The condemned men—David Moise, 25, Johannes Shabangu, 26, and Anthony Tsotsobe, 25—responded to the sentence with forced smiles, a clenched-fist salute and the first strains of a freedom song ("What shall we do to the Boers who shot the people of Soweto?"). Outside, police, occasionally using attack dogs, dispersed a crowd of blacks waiting in Church Square. There were scuffles, and several people were arrested. A small group of women, swathed in brightly patterned blankets, began singing Nkosi Sikelele Afrika (God Bless Africa), the ANC's anthem.

The courtroom where South Africa's harsh justice was meted out last week was the same in which, 17 years earlier, ANC Leader Nelson Mandela was sentenced to life imprisonment for acts of sabotage, including the 1962 bombing of a Cabinet minister's office in Pretoria. The charges against last week's prisoners were graver—an index of how the ANC, long ago an advocate of peaceful change, now reaches for the gun. Moise was charged with the 1980 bombing of fuel storage tanks at South Africa's SASOL coal liquefaction plant, the most spectacular guerrilla attack ever staged in the country, with damage estimated at $7.2 million. Shabangu had thrown a grenade into the home of a black policeman in the sprawling black township of Soweto, near Johannesburg. Tsotsobe had been involved in an armed assault on a Johannesburg police station and in several bombings. As the authorities made clear during the trial, the three men were only part of an increasingly warlike campaign against the government: there have been 38 ANC attacks in South Africa this year, 34 of them in the past three months.

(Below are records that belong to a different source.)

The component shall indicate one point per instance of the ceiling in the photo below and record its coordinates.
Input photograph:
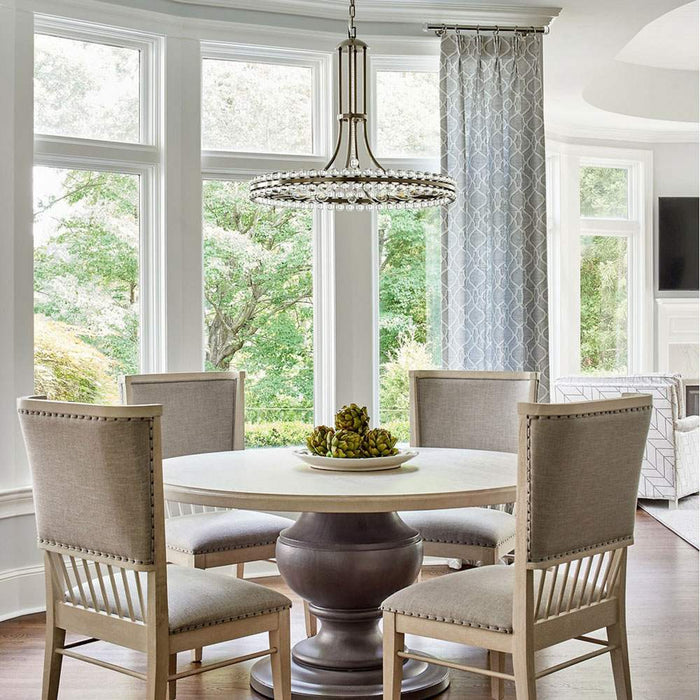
(623, 69)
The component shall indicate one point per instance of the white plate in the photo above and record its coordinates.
(364, 464)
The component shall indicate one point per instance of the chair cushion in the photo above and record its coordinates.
(481, 597)
(218, 531)
(483, 527)
(196, 598)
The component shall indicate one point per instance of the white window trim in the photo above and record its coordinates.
(565, 227)
(142, 159)
(318, 62)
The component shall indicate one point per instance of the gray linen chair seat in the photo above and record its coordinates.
(197, 598)
(481, 527)
(219, 531)
(480, 597)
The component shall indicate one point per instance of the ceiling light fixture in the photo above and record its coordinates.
(353, 179)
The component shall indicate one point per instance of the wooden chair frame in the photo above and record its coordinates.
(137, 616)
(233, 557)
(596, 599)
(486, 555)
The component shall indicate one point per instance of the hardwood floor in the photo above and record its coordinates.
(662, 620)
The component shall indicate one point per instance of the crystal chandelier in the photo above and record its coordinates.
(353, 179)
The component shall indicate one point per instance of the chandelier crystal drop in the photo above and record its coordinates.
(353, 179)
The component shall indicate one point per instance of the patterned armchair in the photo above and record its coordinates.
(670, 467)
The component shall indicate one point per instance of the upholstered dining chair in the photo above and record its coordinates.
(98, 492)
(578, 470)
(204, 412)
(467, 410)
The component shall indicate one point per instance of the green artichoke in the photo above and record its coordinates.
(379, 443)
(345, 444)
(317, 442)
(353, 418)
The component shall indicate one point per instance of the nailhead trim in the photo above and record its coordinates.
(222, 549)
(122, 419)
(213, 623)
(474, 543)
(528, 453)
(453, 621)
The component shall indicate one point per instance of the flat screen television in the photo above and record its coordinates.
(679, 230)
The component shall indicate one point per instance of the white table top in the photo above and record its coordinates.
(275, 479)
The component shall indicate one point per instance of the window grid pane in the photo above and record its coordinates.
(408, 114)
(257, 107)
(409, 307)
(86, 90)
(604, 192)
(604, 304)
(86, 283)
(258, 317)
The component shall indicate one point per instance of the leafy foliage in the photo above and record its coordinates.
(86, 264)
(603, 192)
(409, 303)
(603, 304)
(258, 293)
(68, 368)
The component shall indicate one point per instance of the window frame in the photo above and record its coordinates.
(241, 165)
(380, 63)
(565, 228)
(318, 62)
(411, 63)
(142, 159)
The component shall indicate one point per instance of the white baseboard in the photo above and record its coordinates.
(22, 591)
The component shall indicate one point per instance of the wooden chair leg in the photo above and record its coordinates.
(281, 660)
(497, 662)
(55, 639)
(310, 621)
(393, 666)
(172, 669)
(524, 672)
(157, 673)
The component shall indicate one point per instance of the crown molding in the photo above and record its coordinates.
(569, 133)
(391, 11)
(15, 502)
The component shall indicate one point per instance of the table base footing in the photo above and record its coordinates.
(420, 680)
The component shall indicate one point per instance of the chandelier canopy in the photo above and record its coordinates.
(353, 178)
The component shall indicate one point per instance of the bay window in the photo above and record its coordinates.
(96, 230)
(599, 263)
(408, 257)
(261, 111)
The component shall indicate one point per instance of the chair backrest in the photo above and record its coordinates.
(97, 479)
(666, 390)
(578, 469)
(578, 475)
(469, 410)
(202, 411)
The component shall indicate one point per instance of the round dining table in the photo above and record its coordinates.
(347, 551)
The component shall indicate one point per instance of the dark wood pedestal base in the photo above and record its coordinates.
(345, 565)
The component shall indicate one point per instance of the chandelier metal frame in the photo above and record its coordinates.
(353, 179)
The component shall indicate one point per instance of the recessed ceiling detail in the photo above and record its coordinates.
(670, 41)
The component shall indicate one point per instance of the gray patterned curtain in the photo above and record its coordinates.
(494, 240)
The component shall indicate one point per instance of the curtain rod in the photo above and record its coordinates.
(442, 28)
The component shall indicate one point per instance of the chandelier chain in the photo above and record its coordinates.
(352, 30)
(353, 179)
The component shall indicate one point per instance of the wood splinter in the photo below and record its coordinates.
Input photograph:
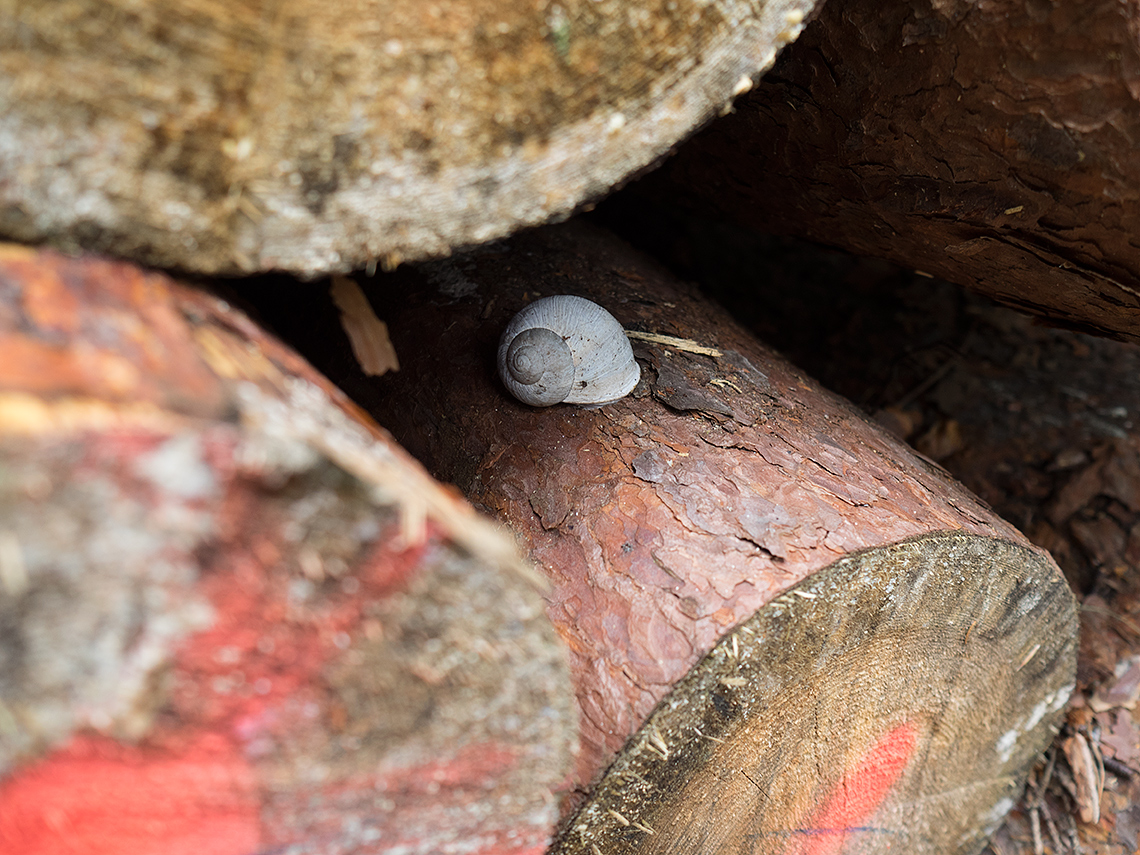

The last of those assaults occurred on the morning of the sentencing. A bomb blast ripped up a section of rail line outside the coastal city of East London—one more sign that the ANC, which was outlawed in 1960, is trying harder than ever to induce a climate of terror among whites in the South African laager. From neighboring Zimbabwe, ANC Acting President Oliver Tambo, 63, served notice that such violence will increase. Said he: "South Africa is a highly developed industrialized state. A few determined guerrillas can do a lot of damage—and we have more than just a handful of people in the country."